ANOTHER VOICE: Thriving families ensure children’s ‘readiness’

The lead story from Saturday, Aug. 17 News, “What’s the big picture for schools?”, describes the new Oregon Kindergarten Assessment program as a measurement of …“early literacy, math, social-emotional development and self-regulation.”

Rep. Mark Johnson emphasizes the word readiness, “because readiness is essentially what OKA looks at.” And he asks us to keep an open mind on OKA, saying “it is an assessment to help us determine how we’re doing in that early pre-K(indergarten). We need to assess.”

As a child care provider of 23 years, I have to chuckle. How “we’re” doing? How are we doing? Why is it that when money is suddenly involved, “we” suddenly have to test young children?

In the field of early childhood education, assessment does not primarily mean testing; it means individual observation and evaluation over time. Testing is a cheap, barely effective way for policy makers to try to figure out how they can manipulate outcomes.

What outcome do “we” want? Young children who are all “ready to learn” when they get to kindergarten! What we don’t want is ever more pressure on child care providers and pre-schools to trade in valuable play time for inappropriate academics and canned curriculums.

Let me share the outcome I want: Each child should know that she is well loved. He should know that he is safe, that he can trust his instincts about people. She should know that her imagination is one of her most powerful allies. He should know his own interests and be engaged enough to follow them. She should know that the world is magical and so is she, brilliant, compassionate, wonderful, marvelous.

But each child should also know that love needs respect, safety needs some personal responsibility, imagination needs determination, personal interests also need cooperation, and magic needs humility. My outcome has nothing — and everything — to do with the alphabet and math. It isn’t so easily put on a test.
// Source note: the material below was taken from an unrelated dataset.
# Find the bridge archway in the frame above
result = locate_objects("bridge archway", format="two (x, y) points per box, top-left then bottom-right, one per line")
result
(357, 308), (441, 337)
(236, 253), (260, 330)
If we really want to know what policies will get the desired outcome, then why don’t we assess young families’ needs? Do families have enough income not to scramble for food and shelter? How about health care? Are there enough books in the household for everyday sharing? Quality art materials, real musical instruments and enough time left in the parent’s day to be creative together?

Enough time — now there is something to assess if you want real results! Families need more than one day a month squeezed in as family time out in Nature. Close relationships over the early years create optimal outcomes for learning.
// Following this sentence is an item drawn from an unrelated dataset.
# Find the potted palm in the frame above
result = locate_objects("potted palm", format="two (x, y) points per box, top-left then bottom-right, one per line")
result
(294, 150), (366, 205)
Don’t get me wrong; I can applaud more official attention to the world of early child care. If Oregon wants to improve learning outcomes, then be willing to make policy changes where they most count: helping families with worker benefits — maternity leave, sick leave, vacation leave, child care subsidies — effective parent training, single-parent assistance, student debt relief.

One of the biggest advantages we can give children is a simple, carefree childhood. Children are born, “ready to learn”; let’s give families a better chance to nurture that spark.

Karen Harding lives in Mount Hood, where she and her husband operate StarShine ChildLife Habitat.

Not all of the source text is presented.